How False Sharing in CPU Cache Slowed Down Our Database Table Scans—and How We Fixed It
During a client’s upgrade test, a database’s compressed tables exhibited severe slowdown under concurrent full‑table scans, which we traced to CPU cache line false sharing in the decompression code; using Linux perf tools we identified the hotspot, aligned memory, and restored performance.
Background
A financial‑industry client upgraded to a newer version of our database and observed that full‑table scans on compressed tables became dramatically slower as the number of concurrent scans increased, while uncompressed tables showed no such degradation.
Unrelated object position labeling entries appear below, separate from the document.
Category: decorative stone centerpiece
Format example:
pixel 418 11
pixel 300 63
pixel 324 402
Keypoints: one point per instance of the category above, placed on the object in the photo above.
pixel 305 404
The issue was unexpected because the compression feature had been stable for years.
Investigation Approach
Because we could not access the client’s production system, we reproduced the problem locally. Initial hypotheses focused on configuration parameters, but disabling a compression‑related setting only yielded modest improvement. The next suspect was lock contention, yet system‑wide lock statistics showed no significant contention. The investigation then turned to CPU‑cache behavior.
Using Linux perf to Locate Hotspots
We employed the Linux perf suite:
perf stat -e task-clock -e cycles -e stalled-cycles-frontend -e stalled-cycles-backend -e cache-misses -e L1-dcache-loads -e L1-dcache-load-misses -e L1-dcache-stores -e L1-dcache-store-misses -e L1-dcache-prefetches -e L1-dcache-prefetch-misses -e LLC-loads -e LLC-load-misses -p 29261 sleep 50The output showed that stalled CPU cycles exceeded 80 %.
perf record -p 29261 -g sleep 50 perf report > perf_record.outAnalyzing the report revealed two hotspot functions involved in data decompression. Using perf annotate we drilled down to a single line that consumed 67 % of CPU time: perf annotate --symbol=decompress_xxx_by_yyy The corresponding source line (variables renamed for IP protection) was:
new_index = decompressinfo->xxx_arrayC[decompressinfo->xxx_arrayB[index]];And the array access itself:
xxx_arrayC[temp_index]Root Cause: False Sharing
The decompressinfo structure (≈48 bytes) is allocated from a memory pool and contains several pointer arrays. Its layout can cause the arrayC region to share a cache line with adjacent allocations. On a NUMA system with multiple cores, concurrent tasks writing to neighboring memory cause the shared cache line to bounce between cores—a classic false‑sharing scenario that inflates latency and stalls CPU cycles.
Illustration of the memory layout and cache‑line interaction:
Fix Implementation
We realigned the decompressinfo allocation to a cache‑line boundary, ensuring that its fields no longer share a line with other concurrently written data. After rebuilding and redeploying the database, we re‑ran the perf suite.
Results
Performance measurements before and after the fix:
Before optimization:
After optimization:
The hotspot line’s CPU consumption dropped dramatically, and overall metrics improved:
Stalled CPU cycles decreased markedly, indicating better CPU utilization.
L1‑dcache loads increased, showing more data fetched from low‑latency cache.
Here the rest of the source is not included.